On retrouve aussi dans « L’autobiographe » la genèse des grands principes de « L’éthique », qui prendra une importance capitale dans l’évolution de la pensée de Jean-Charles Pichon. Cette « Introduction à une morale sensuelle, mystique et raisonnée » sera publiée en 1945 dans la revue Prétextes. La synthèse du système « tenait en cinq pages de définitions et en trois axiomes et se présentait comme un condensé de géométrie, où les signes eussent été remplacés par des mots ». L’axiome premier se formulait ainsi: « Toute libération d’un lieu est condition d’un autre lieu », une idée véritablement centrale dans l’oeuvre mythique de Jean-Charles Pichon. Ce travail théorique s’est poursuivi jusqu’à aujourd’hui et a trouvé son aboutissement dans « La Question et le Jeu« , sorte de précis de la géométrie temporelle qui est le lieu de déploiement de l’être.
Ce qui auparavant était pour moi si mystérieux, l’incursion soudaine dans l’univers du mythe à la fin des années 50, qui aboutit bientôt à la publication de cette oeuvre monumentale qu’est « L’homme et les dieux » (écrite en moins de deux ans!), puis de tous les livres qui s’enchaîneront comme machinalement, m’apparaît maintenant sous son vrai jour. En vérité, Jean-Charles Pichon est l’homme d’une seule queste, dont le visage s’est peu à peu précisé sous l’effet de son propre cheminement.
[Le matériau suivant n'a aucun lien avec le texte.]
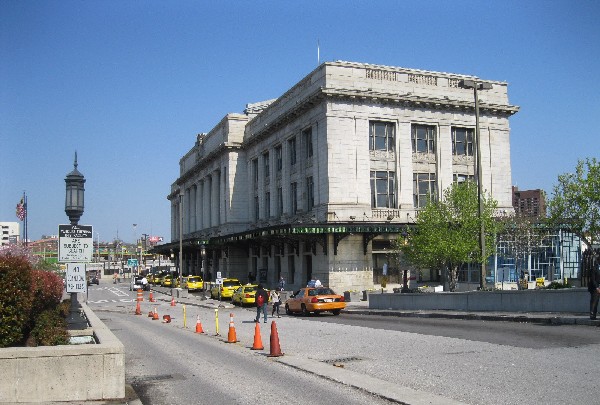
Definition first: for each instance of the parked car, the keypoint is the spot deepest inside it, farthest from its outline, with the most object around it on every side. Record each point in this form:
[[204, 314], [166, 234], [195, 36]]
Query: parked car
[[226, 289], [193, 283], [244, 295], [319, 299]]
Il a marché sur un chemin qui mène quelque part, inéluctablement, empruntant tour à tour les voies du beau, du bien et du vrai – de la fiction, de l’essai et de l’autobiographie.
Il me semble donc qu’il convient d’étudier son oeuvre telle qu’en elle-même, dans la cohérence de sa totalité.
Je viens de localiser un exemplaire de « Borille« .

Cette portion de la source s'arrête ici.